Profit max vs shareholder max
In the case of a small business or partnership, that might be true e.
Given the nature of this form of financial management, companies mainly have a short-term perspective when it comes to earning profits and that is very much limited to the current financial year. In the short run, the risk factor can be neglected, but in the long-term, the entity cannot ignore the uncertainty.
It could not consider the social responsibility that is one of the most important objectives of many firms.
Similarities between profit maximization and wealth maximization
Reliability In the new business environment Profit maximisation is regarded as unrealistic, difficult, inappropriate and immoral. This conflict is called the agency problem. Under such approach maximization of profit is the sole objective of a business and the behavior of a firm is analyzed in terms of its profit maximization ability. Managers serve as agents of the shareholders. Total value is the sum of the value of all financial claims on the firm- including equity, debt, preferred stock and warrants. It is defined as the management of financial resources aimed at increasing the profit of the company. A Positive NPV creates wealth and therefore is desirable. Value maximization says that managers should make all decisions so as to increase the total long run market value of the firm. It also use discounting technique to find out the worth of a project. So, to measure the same, value of business is a function of two factors. It is the versatile goal of the company and highly recommended criterion for evaluating the performance of a business organisation. In the short run, the risk factor can be neglected, but in the long-term, the entity cannot ignore the uncertainty. Time value of money translates cash flow occurring at different periods Criticism on Wealth Maximization: It is a prescriptive idea. Principle- Fundamental objective of a firm is to maximize the market value of its shares.
It considers the time value of money. It ignores the risk and avoids the time value of money.
It is related to maximization of Earning per share of a firm. Total value is the sum of the value of all financial claims on the firm- including equity, debt, preferred stock and warrants.
Profit Maximization ignores the risk and uncertainty.
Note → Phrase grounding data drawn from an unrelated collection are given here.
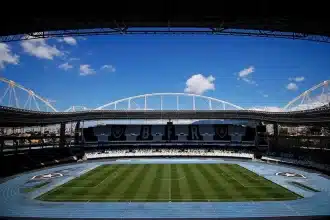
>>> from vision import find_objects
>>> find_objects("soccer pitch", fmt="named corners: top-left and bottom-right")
top-left (38, 164), bottom-right (300, 202)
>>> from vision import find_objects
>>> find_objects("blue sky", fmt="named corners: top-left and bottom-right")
top-left (0, 35), bottom-right (329, 111)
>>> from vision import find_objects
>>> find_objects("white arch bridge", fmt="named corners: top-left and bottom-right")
top-left (95, 93), bottom-right (244, 111)
top-left (1, 77), bottom-right (329, 112)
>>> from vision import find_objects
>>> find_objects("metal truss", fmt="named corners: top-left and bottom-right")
top-left (0, 77), bottom-right (57, 112)
top-left (284, 80), bottom-right (330, 111)
top-left (1, 28), bottom-right (330, 43)
top-left (95, 93), bottom-right (244, 111)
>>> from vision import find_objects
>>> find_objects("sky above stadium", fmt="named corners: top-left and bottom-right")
top-left (0, 35), bottom-right (329, 111)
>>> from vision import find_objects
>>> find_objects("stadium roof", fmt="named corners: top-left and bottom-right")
top-left (1, 1), bottom-right (330, 42)
top-left (1, 106), bottom-right (330, 127)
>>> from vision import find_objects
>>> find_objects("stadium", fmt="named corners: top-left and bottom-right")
top-left (1, 5), bottom-right (330, 220)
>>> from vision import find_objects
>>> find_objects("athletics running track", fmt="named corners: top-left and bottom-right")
top-left (0, 158), bottom-right (330, 219)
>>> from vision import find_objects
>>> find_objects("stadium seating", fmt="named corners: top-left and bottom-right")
top-left (0, 148), bottom-right (80, 177)
top-left (151, 125), bottom-right (165, 141)
top-left (125, 125), bottom-right (141, 141)
top-left (175, 125), bottom-right (189, 141)
top-left (93, 126), bottom-right (111, 142)
top-left (262, 155), bottom-right (330, 173)
top-left (83, 127), bottom-right (97, 142)
top-left (85, 149), bottom-right (254, 159)
top-left (199, 125), bottom-right (215, 141)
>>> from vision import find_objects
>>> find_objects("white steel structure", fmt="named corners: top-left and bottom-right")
top-left (0, 77), bottom-right (57, 112)
top-left (65, 106), bottom-right (89, 112)
top-left (284, 80), bottom-right (330, 111)
top-left (1, 76), bottom-right (329, 113)
top-left (95, 93), bottom-right (244, 111)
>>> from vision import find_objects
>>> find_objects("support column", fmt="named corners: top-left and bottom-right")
top-left (59, 122), bottom-right (66, 148)
top-left (272, 122), bottom-right (279, 151)
top-left (273, 122), bottom-right (278, 140)
top-left (0, 134), bottom-right (4, 158)
top-left (74, 121), bottom-right (81, 145)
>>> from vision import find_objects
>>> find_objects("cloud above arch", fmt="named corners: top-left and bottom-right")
top-left (184, 74), bottom-right (215, 95)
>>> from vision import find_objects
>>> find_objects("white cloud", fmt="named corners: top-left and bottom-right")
top-left (184, 74), bottom-right (215, 95)
top-left (289, 76), bottom-right (305, 82)
top-left (263, 94), bottom-right (269, 98)
top-left (295, 76), bottom-right (305, 82)
top-left (21, 38), bottom-right (63, 60)
top-left (57, 37), bottom-right (77, 45)
top-left (237, 66), bottom-right (257, 86)
top-left (69, 57), bottom-right (80, 61)
top-left (242, 77), bottom-right (258, 86)
top-left (58, 62), bottom-right (73, 71)
top-left (80, 64), bottom-right (95, 76)
top-left (101, 64), bottom-right (116, 72)
top-left (0, 43), bottom-right (19, 69)
top-left (286, 82), bottom-right (298, 91)
top-left (238, 66), bottom-right (254, 77)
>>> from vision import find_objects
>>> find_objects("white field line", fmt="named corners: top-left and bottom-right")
top-left (93, 167), bottom-right (122, 188)
top-left (48, 197), bottom-right (293, 201)
top-left (241, 169), bottom-right (261, 181)
top-left (95, 175), bottom-right (112, 188)
top-left (219, 167), bottom-right (269, 188)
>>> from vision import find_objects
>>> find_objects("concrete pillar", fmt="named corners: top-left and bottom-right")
top-left (74, 121), bottom-right (81, 145)
top-left (0, 135), bottom-right (4, 157)
top-left (272, 123), bottom-right (279, 151)
top-left (273, 123), bottom-right (278, 138)
top-left (59, 122), bottom-right (66, 148)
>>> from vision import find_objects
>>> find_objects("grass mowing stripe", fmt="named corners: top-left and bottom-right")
top-left (133, 164), bottom-right (159, 200)
top-left (235, 165), bottom-right (301, 199)
top-left (215, 164), bottom-right (252, 200)
top-left (158, 164), bottom-right (171, 200)
top-left (182, 164), bottom-right (206, 201)
top-left (223, 165), bottom-right (254, 186)
top-left (146, 164), bottom-right (165, 201)
top-left (97, 164), bottom-right (141, 200)
top-left (62, 165), bottom-right (115, 188)
top-left (191, 164), bottom-right (219, 199)
top-left (225, 165), bottom-right (271, 199)
top-left (175, 164), bottom-right (192, 201)
top-left (105, 164), bottom-right (146, 199)
top-left (228, 165), bottom-right (300, 200)
top-left (197, 164), bottom-right (230, 199)
top-left (206, 164), bottom-right (245, 200)
top-left (230, 165), bottom-right (266, 186)
top-left (170, 164), bottom-right (182, 200)
top-left (37, 164), bottom-right (302, 202)
top-left (120, 164), bottom-right (153, 200)
top-left (40, 165), bottom-right (120, 201)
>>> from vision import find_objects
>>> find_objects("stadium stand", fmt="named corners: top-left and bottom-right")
top-left (199, 125), bottom-right (215, 141)
top-left (151, 125), bottom-right (165, 141)
top-left (85, 149), bottom-right (254, 160)
top-left (1, 148), bottom-right (80, 177)
top-left (125, 125), bottom-right (140, 141)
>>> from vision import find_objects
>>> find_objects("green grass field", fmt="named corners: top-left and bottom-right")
top-left (38, 164), bottom-right (300, 202)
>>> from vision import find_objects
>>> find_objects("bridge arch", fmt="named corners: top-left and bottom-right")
top-left (95, 93), bottom-right (244, 111)
top-left (284, 80), bottom-right (330, 111)
top-left (0, 77), bottom-right (57, 112)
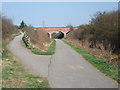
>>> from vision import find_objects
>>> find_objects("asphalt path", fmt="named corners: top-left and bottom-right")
top-left (8, 34), bottom-right (118, 88)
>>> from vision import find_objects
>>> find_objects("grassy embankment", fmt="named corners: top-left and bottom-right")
top-left (63, 39), bottom-right (120, 84)
top-left (23, 39), bottom-right (56, 55)
top-left (2, 35), bottom-right (50, 88)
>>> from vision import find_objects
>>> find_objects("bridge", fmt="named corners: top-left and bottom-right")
top-left (34, 27), bottom-right (78, 38)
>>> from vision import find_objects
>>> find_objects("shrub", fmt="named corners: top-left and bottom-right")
top-left (66, 10), bottom-right (119, 54)
top-left (2, 16), bottom-right (18, 39)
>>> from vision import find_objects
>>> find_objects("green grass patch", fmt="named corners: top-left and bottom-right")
top-left (11, 33), bottom-right (21, 37)
top-left (24, 40), bottom-right (56, 55)
top-left (2, 40), bottom-right (7, 49)
top-left (63, 39), bottom-right (120, 83)
top-left (32, 51), bottom-right (54, 55)
top-left (2, 39), bottom-right (50, 88)
top-left (25, 75), bottom-right (50, 88)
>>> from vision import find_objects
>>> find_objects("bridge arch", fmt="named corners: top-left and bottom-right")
top-left (48, 31), bottom-right (67, 39)
top-left (34, 27), bottom-right (78, 38)
top-left (51, 31), bottom-right (65, 39)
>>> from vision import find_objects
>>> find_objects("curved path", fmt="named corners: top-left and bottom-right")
top-left (8, 34), bottom-right (118, 88)
top-left (8, 33), bottom-right (51, 77)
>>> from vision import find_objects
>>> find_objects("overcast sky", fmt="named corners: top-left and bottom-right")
top-left (2, 2), bottom-right (118, 27)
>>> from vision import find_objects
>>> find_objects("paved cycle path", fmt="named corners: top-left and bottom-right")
top-left (8, 33), bottom-right (51, 77)
top-left (8, 34), bottom-right (118, 88)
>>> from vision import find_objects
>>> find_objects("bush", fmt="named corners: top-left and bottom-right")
top-left (90, 11), bottom-right (118, 53)
top-left (66, 10), bottom-right (119, 54)
top-left (2, 16), bottom-right (18, 39)
top-left (2, 15), bottom-right (19, 55)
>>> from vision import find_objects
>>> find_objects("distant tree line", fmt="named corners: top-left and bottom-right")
top-left (67, 10), bottom-right (119, 54)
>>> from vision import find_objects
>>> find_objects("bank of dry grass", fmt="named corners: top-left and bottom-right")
top-left (31, 40), bottom-right (56, 55)
top-left (2, 16), bottom-right (18, 39)
top-left (65, 39), bottom-right (120, 68)
top-left (23, 26), bottom-right (56, 55)
top-left (24, 27), bottom-right (51, 50)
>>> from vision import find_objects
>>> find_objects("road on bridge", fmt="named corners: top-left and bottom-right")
top-left (8, 34), bottom-right (118, 88)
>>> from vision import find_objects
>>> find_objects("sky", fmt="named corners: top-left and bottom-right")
top-left (2, 2), bottom-right (118, 27)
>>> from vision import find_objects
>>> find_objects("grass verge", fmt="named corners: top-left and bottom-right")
top-left (24, 40), bottom-right (56, 55)
top-left (63, 39), bottom-right (120, 83)
top-left (11, 33), bottom-right (21, 37)
top-left (2, 40), bottom-right (50, 88)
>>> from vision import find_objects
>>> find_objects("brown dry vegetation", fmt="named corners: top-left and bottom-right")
top-left (24, 26), bottom-right (51, 50)
top-left (0, 14), bottom-right (1, 32)
top-left (66, 39), bottom-right (119, 67)
top-left (0, 14), bottom-right (2, 51)
top-left (2, 16), bottom-right (18, 39)
top-left (2, 16), bottom-right (19, 55)
top-left (66, 10), bottom-right (119, 67)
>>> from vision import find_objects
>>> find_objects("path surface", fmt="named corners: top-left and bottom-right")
top-left (8, 34), bottom-right (118, 88)
top-left (9, 33), bottom-right (51, 77)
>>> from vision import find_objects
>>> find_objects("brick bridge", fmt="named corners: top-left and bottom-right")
top-left (34, 27), bottom-right (78, 38)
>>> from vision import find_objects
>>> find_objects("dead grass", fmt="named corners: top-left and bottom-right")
top-left (32, 30), bottom-right (51, 50)
top-left (24, 26), bottom-right (51, 50)
top-left (2, 16), bottom-right (18, 39)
Profit maximization vs wealth maximization financial management pdf
Profit maximization is a short term objective of the firm while the long-term objective is Wealth Maximization. An obvious question that arises at this point is that how can we measure wealth. It aims to achieve and fulfill the social and economic obligations upon a business. Acts as a yardstick for computing the operational efficiency of the entity. It ignores time value of money i. It is because wealth creation needs a longer term; therefore financial management emphasizes on wealth maximization rather than profit maximization. These differences are substantial, as noted below: Planning duration. Profit is the parameter to measure the efficiency, survival and growth of a business. The modern approach focuses on maximization of wealth rather than profit. Wealth Maximization is based on the cash flows into the organization. A wealth-focused company would work on risk mitigation, so its risk of loss is reduced.
Profit Maximization is necessary for the survival and growth of the enterprise. It fails to consider the fluctuations in profits earned from year to year. But a short term horizon can fulfill objective of earning profit but may not help in creating wealth.